Kadra Ahmed Hassan (Khadra Axmed Xuseen) is Djibouti's Permanent Representative to the United Nations and the World Trade Organization.

==Life==
Hassan was born in Ali Sabieh in Djibouti 1973. She holds master's degrees in political science from several universities including Jean Moulin university Lyon III and Montesquieu University. Her first language is Somali but she also speaks French, English and Arabic.

In 2007 she became Djibouti's chargé d'affaires to the United Nations and from 2013 to 2015 she was elected to the board of UN Women.

Hassan was promoted to be Republic of Djibouti's Ambassador Extraordinary and Plenipotentiary to the Swiss Confederation in September 2016. She was already the Permanent Representative to the United Nations and the World Trade Organization. A previous holder was Roble Olhaye who died in 2015 and Hassan paid tribute to his 27 years of service at the UN in 2015. Her responsibilities included other agencies in Geneva and the Swiss Confederation was now formally included.

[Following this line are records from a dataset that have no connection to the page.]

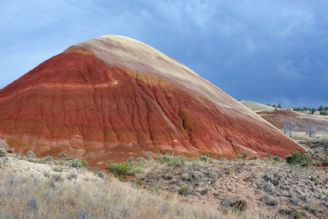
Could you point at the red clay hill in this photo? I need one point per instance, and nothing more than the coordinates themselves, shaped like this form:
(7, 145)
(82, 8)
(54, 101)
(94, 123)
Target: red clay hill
(114, 97)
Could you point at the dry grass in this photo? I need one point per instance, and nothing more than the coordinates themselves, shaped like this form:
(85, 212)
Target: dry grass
(35, 191)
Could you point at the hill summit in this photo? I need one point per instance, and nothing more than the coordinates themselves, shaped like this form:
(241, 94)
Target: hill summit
(114, 97)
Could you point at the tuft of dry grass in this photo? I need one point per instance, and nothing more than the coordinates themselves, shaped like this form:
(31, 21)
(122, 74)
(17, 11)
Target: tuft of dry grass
(28, 194)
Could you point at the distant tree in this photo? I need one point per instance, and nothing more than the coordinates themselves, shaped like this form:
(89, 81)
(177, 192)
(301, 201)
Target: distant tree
(311, 131)
(288, 127)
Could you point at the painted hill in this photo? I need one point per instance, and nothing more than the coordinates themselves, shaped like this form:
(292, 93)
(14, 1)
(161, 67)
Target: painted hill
(257, 107)
(115, 97)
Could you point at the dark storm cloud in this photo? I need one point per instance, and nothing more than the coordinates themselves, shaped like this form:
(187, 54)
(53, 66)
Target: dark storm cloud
(269, 51)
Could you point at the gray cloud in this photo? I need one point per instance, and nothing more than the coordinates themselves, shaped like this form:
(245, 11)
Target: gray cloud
(261, 50)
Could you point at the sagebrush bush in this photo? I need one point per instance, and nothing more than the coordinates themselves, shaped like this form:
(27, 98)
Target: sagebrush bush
(30, 154)
(120, 169)
(77, 163)
(300, 159)
(2, 152)
(173, 160)
(127, 168)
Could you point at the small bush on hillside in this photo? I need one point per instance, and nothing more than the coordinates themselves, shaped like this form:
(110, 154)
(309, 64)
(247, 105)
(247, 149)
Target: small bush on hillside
(30, 154)
(173, 160)
(299, 159)
(46, 160)
(120, 169)
(204, 158)
(2, 152)
(77, 163)
(100, 174)
(127, 168)
(184, 190)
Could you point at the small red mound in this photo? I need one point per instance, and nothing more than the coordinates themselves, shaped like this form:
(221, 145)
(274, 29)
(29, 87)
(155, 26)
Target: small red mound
(79, 104)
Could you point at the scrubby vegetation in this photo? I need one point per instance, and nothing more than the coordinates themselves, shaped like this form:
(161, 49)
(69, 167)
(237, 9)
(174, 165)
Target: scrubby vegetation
(127, 168)
(300, 159)
(77, 163)
(2, 152)
(173, 160)
(59, 195)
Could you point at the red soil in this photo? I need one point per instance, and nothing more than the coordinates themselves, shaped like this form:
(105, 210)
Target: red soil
(77, 104)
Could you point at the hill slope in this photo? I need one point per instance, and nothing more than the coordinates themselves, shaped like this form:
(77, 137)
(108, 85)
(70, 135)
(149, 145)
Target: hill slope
(115, 97)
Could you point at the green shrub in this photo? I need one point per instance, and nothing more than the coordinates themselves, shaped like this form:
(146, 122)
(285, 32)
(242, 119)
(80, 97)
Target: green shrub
(30, 154)
(127, 168)
(2, 152)
(300, 159)
(184, 190)
(77, 163)
(120, 169)
(173, 160)
(46, 160)
(204, 158)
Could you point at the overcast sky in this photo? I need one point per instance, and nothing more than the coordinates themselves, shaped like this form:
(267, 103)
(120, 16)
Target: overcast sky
(272, 51)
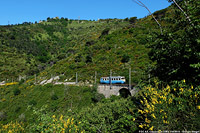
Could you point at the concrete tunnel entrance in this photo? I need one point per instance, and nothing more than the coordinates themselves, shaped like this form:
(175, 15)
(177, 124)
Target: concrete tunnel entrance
(124, 92)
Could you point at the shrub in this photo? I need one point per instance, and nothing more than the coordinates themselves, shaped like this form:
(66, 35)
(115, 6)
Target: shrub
(174, 107)
(32, 102)
(16, 91)
(54, 97)
(109, 116)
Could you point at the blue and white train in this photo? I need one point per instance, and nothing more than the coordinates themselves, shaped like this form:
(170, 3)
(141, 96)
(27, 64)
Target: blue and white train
(113, 80)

In 2019 Hassan took on the chair of the Social Forum of the United Nations Human Rights Council in Geneva. In 2020, during the COVID-19 pandemic, she thanked the United Nations High Commissioner for Refugees for their help. Djibouti were accepting the children of refugees into their school, but Climate change and the pandemic were putting high demands on a poor country. She is also the Chair of the Ad Hoc Committee on the Elaboration of Complementary Standards to the International Convention on the Elimination of All Forms of Racial Discrimination, which is expected “to elaborate, as a matter of priority and necessity, complementary standards in the
form of either a convention or additional protocol(s) to the International Convention on the Elimination of All Forms of
Racial Discrimination, filling the existing gaps in the Convention and also providing new normative standards aimed at
combating all forms of contemporary racism, including incitement to racial and religious hatred.”